Perpetuals activity overall remains concentrated on Hyperliquid, which continues to host roughly $15B of open interest across Hyperliquid Perps and tradeXYZ, despite softer fee generation during the week.


Section 4 — Project & Protocol Discovery

4A. Token Price Movers - Observations, not trade ideas.

edgeX — EDGE, +29% (7d). A cluster of product news: a restructuring adding engineering, risk, and product hires; a roadmap toward RWA trading pairs and leveraged ETFs, and a native USDC deposit campaign paying 4% APR in USDC plus 3% in EDGE. Incentive-led as much as fundamental.

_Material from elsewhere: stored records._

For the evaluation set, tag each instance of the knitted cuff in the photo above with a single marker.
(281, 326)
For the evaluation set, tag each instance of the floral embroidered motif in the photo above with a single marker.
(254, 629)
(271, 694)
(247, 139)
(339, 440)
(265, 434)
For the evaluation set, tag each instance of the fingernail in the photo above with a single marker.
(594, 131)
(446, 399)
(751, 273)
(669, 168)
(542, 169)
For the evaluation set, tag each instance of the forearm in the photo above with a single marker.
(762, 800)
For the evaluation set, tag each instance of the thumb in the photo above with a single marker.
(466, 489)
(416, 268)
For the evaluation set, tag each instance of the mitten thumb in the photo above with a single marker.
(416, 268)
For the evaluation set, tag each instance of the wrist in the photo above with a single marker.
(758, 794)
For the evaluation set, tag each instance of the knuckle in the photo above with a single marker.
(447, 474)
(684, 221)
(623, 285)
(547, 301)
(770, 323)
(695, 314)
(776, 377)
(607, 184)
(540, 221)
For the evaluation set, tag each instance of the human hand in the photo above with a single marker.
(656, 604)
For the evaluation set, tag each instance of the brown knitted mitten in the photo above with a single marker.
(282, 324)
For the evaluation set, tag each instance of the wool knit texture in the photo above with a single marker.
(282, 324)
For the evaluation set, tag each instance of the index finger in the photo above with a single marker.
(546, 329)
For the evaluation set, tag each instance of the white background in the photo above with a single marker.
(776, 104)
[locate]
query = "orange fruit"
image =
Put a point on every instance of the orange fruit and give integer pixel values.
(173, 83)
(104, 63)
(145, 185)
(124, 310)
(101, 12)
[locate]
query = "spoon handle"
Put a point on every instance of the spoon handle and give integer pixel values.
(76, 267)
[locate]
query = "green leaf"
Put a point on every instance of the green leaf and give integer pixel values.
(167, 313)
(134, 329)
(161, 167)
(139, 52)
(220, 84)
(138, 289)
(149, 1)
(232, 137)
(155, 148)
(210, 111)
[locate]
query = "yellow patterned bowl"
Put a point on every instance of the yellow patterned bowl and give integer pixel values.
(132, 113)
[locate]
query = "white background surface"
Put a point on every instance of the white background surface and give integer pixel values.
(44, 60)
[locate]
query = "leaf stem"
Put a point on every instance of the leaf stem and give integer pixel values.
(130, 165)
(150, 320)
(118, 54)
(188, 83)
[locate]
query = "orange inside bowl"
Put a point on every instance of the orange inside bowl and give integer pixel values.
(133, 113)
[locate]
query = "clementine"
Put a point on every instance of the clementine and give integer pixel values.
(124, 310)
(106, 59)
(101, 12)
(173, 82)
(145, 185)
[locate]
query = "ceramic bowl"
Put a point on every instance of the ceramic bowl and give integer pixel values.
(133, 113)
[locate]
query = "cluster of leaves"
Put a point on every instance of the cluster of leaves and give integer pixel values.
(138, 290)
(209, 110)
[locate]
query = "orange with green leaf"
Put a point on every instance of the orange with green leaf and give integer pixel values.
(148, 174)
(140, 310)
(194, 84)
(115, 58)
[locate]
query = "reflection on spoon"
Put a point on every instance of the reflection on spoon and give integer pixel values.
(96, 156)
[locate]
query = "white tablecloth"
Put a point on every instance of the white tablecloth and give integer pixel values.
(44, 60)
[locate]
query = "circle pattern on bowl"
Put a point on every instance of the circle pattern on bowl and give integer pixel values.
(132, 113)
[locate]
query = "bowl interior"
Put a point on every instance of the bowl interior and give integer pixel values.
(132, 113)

Lido — LDO, +10% (7d). wstETH is now live on Robinhood Chain via Chainlink CCIP, carrying its Ethereum staking rewards across, with direct staking and deeper integrations flagged as next. Distribution into Robinhood’s retail base.

Uniswap — UNI, +13% (7d). The clearest read on Robinhood Chain’s traction: Uniswap crossed $250M+ in protocol volume there within a week of launch, then did $500M in a single day — 10x the prior day, and more than any chain except Ethereum mainnet. Uniswap TVL on the chain passed $30M. Separately, Uniswap now routes through Sky’s LitePSM, clearing DAI/USDS/USDC legs at parity.

4B. TVL Gainers Ranked by absolute $ inflow.

The Securitize complex: +$776.0M aggregate — the week’s defining growth event.

BlackRock’s BUIDL (+$640.9M, +21.0%, to $3.69B) and VanEck’s VBILL (+$135.1M, +238.4%, to $191.7M) are both issued via Securitize, and their combined weekly gain constitutes the largest capital formation in DeFi this week; Securitize’s other listed funds (Apollo credit, tokenized CLO) were flat, so the aggregate is attributable to these two products.

Because both are money-market funds redeemable at approximately $1 NAV, the entire gain is net-new subscription capital with no price component — the highest-quality growth on the board, corroborated by fee income (BUIDL +108% week-over-week; VBILL +137%).